特殊探偵世界係!!

世界の真ん中にある孤島。そこにひっそりと佇んでいる大きな建物。赤いアンティークレンガで作られた五階建ての大きな建物だ。

五階にある南側の小さな部屋。おしゃれなデスクと椅子が二つずつ並び、猫や犬のぬいぐるみが置かれ、服がたくさん入っているクローゼットなどがあり、まるで女の子の部屋のようだ。

その部屋には、二人の女の子と女の子に睨みつけられているスーツを着た男性がいた。

「で、今なんて言ったの?」

女の子の一人が腰に手を当て、訊ねる。女の子二人は背が高く、男性と目線が近い。

「だ、だから……出張依頼が二十件入ったと……」

「ふざけんな!!」

女の子が椅子を蹴り飛ばす。男性はびくりと体を震わせた。

「あたしたち二人でそんな量ができるわけないだろ!!あたしは学校、クリスタは仕事があるんだ!!」

「報酬が多くもらえるからって勝手なことをするな!動かされるこっちの身にもなれ!」

女の子二人に怒鳴られ、男性は縮こまっている。ちなみに、男性の方が年上だ。
「ふ、二人の言うこともごもっともだ。そこで!この世界係に新しい探偵を入れようと思う!」

男性がそう言うと、女の子二人は顔を見合わせる。

「忙しいのはごめんだが、私は今さら新しい人間が来るのはごめんだ」

女の子の一人が呟く。男性は慌てて言った。

「お、お前がそう言うと思って二人と相性がいいと思う人間を選んだ。日本人の女の子。お前たちと同じ歳の子だ」

男性がそう言い、写真を見せる。写真を見た二人の目が大きく見開かれた。



誰かが呼ぶ声が聞こえたような気がして、世良泉(せらいずみ)は目を覚ます。しかし、目の前にはいつもの自分の部屋。泉しかいない。

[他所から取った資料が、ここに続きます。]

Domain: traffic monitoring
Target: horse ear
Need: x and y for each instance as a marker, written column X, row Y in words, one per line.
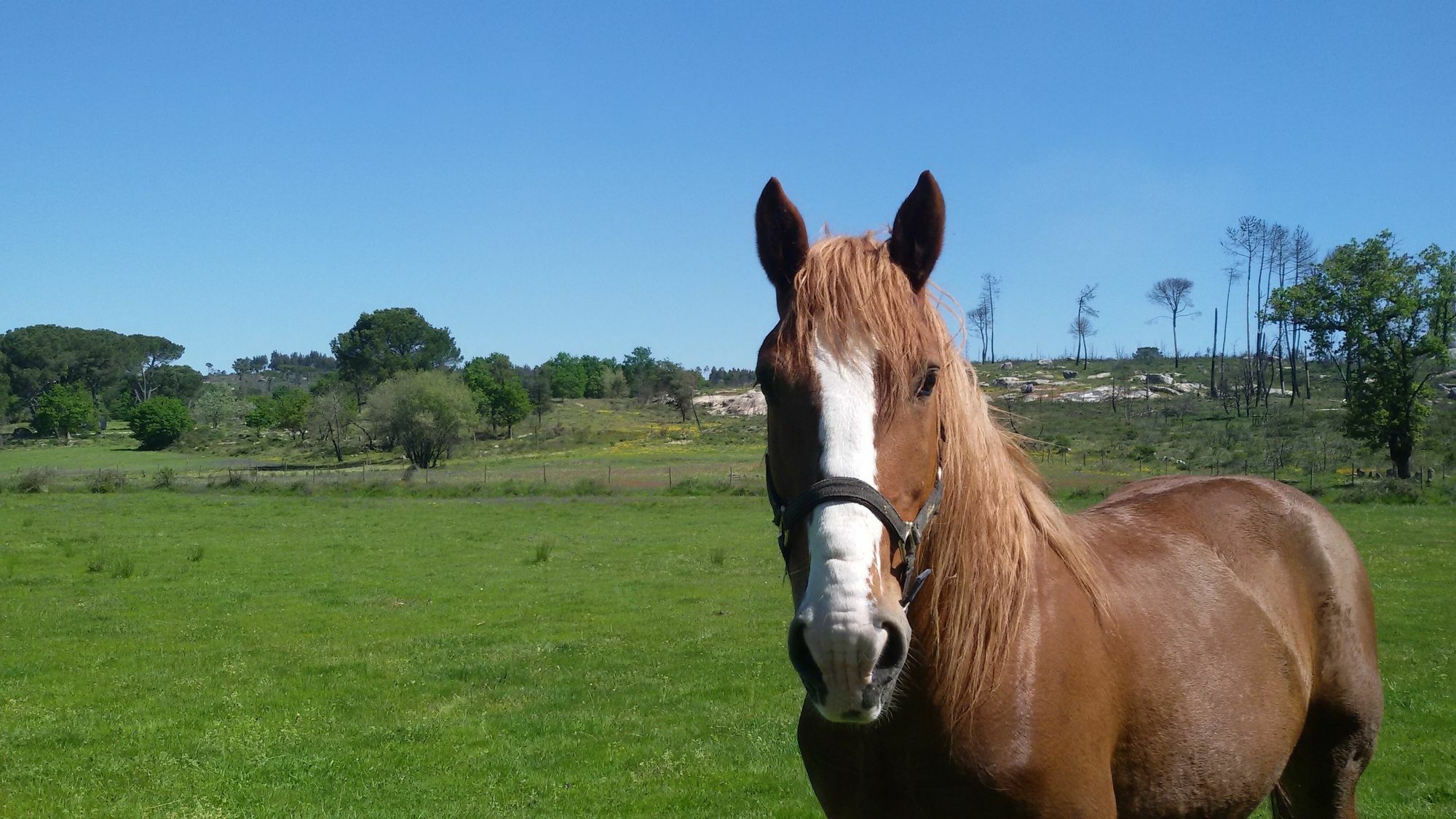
column 915, row 241
column 784, row 244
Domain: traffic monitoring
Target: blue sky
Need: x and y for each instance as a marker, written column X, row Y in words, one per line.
column 548, row 177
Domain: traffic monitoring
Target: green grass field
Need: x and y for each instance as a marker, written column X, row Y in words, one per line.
column 242, row 654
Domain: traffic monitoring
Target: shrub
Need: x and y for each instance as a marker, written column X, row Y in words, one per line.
column 37, row 480
column 159, row 422
column 424, row 413
column 107, row 481
column 65, row 410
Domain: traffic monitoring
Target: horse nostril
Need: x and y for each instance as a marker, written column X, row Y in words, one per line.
column 893, row 656
column 804, row 662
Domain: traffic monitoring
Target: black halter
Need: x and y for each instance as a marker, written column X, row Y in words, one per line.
column 903, row 534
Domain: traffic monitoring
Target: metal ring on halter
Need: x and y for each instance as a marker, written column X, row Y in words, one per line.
column 903, row 534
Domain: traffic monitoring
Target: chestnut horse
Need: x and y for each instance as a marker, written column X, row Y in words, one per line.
column 1187, row 647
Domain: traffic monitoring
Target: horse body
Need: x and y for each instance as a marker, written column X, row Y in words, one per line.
column 1187, row 647
column 1237, row 640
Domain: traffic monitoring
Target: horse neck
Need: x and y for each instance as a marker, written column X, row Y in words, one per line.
column 985, row 553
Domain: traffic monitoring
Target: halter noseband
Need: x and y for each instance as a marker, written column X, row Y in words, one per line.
column 903, row 534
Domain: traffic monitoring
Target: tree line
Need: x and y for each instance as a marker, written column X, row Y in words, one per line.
column 392, row 379
column 1382, row 318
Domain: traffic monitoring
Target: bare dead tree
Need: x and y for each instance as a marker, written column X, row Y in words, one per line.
column 981, row 323
column 1246, row 241
column 1174, row 295
column 991, row 289
column 1083, row 330
column 1083, row 325
column 1302, row 258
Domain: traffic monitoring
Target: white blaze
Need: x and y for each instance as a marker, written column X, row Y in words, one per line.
column 844, row 537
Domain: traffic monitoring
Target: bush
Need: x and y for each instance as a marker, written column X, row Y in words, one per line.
column 423, row 413
column 107, row 481
column 37, row 480
column 159, row 422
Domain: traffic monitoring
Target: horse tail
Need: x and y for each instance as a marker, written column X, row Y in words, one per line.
column 1279, row 803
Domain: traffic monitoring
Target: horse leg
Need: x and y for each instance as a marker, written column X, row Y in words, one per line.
column 1320, row 778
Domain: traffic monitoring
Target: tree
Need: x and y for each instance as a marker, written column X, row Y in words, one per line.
column 569, row 376
column 424, row 413
column 65, row 410
column 148, row 355
column 507, row 405
column 991, row 289
column 331, row 414
column 1174, row 295
column 1380, row 312
column 538, row 389
column 499, row 392
column 391, row 341
column 682, row 387
column 37, row 357
column 263, row 414
column 5, row 391
column 1083, row 325
column 640, row 371
column 175, row 381
column 292, row 411
column 159, row 422
column 614, row 384
column 216, row 405
column 979, row 320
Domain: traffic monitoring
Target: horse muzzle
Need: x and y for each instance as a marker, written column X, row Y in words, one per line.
column 850, row 670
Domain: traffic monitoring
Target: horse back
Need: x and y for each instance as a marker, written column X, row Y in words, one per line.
column 1237, row 605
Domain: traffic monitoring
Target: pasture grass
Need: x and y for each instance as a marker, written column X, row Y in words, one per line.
column 392, row 657
column 416, row 656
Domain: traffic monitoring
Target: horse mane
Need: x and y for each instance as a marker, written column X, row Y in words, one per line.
column 997, row 518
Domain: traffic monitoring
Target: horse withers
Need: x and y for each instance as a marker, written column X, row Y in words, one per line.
column 1187, row 647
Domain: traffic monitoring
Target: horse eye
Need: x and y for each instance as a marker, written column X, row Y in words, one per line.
column 928, row 384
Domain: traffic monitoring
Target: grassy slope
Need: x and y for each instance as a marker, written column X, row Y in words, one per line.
column 269, row 656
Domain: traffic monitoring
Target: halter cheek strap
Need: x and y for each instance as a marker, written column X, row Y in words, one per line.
column 903, row 534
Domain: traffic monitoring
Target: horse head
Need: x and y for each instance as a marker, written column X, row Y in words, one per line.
column 850, row 375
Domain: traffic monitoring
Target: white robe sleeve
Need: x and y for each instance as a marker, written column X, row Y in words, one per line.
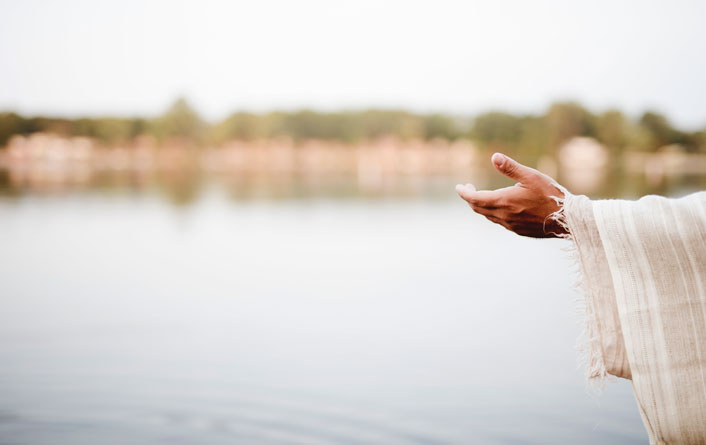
column 643, row 267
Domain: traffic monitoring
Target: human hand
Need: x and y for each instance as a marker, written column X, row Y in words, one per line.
column 523, row 208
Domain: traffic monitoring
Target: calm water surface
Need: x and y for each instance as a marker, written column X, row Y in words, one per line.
column 130, row 321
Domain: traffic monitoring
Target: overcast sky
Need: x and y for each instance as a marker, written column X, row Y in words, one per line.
column 134, row 57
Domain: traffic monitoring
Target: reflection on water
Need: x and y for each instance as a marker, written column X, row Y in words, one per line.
column 126, row 320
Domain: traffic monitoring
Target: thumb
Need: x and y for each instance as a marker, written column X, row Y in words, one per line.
column 511, row 168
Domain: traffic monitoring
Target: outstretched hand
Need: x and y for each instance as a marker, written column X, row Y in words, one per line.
column 523, row 208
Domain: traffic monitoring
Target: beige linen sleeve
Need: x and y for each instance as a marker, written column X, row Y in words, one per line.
column 602, row 345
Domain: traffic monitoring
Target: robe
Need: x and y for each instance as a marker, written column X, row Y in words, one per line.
column 643, row 276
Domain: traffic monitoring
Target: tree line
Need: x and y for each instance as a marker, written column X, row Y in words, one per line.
column 529, row 135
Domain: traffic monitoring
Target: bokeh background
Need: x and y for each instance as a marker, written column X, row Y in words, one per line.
column 235, row 222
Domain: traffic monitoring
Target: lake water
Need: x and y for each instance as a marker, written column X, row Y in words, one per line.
column 127, row 320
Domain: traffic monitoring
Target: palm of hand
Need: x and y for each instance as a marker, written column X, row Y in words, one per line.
column 524, row 208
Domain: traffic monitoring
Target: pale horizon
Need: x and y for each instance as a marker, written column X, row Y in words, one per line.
column 78, row 58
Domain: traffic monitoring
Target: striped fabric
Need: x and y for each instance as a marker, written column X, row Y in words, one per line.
column 643, row 266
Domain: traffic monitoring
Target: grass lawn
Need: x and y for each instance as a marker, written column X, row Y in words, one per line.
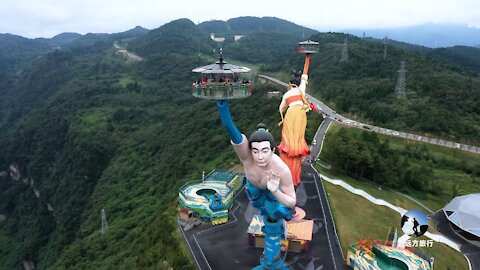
column 356, row 218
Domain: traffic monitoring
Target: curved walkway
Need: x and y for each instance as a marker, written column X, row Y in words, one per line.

日本の都会とは到底言えない地域で泉は暮らしている。高校一年生だ。

十階建てのマンションの一室。ここで泉は両親と兄、そしてポメラニアンのアンと暮らしている。ここまではごく普通の女の子だ。

「行ってきま〜す!」

青いリボンの制服に着替え、泉はドアを開ける。泉の部屋は七階。いつもエレベーターを使って一階に降りている。
エレベーターに乗った泉は、一階のボタンを押す。エレベーターが一階に向かうのをぼんやりしながら待っていた泉は、突然訪れた寒気に現実に引き戻された。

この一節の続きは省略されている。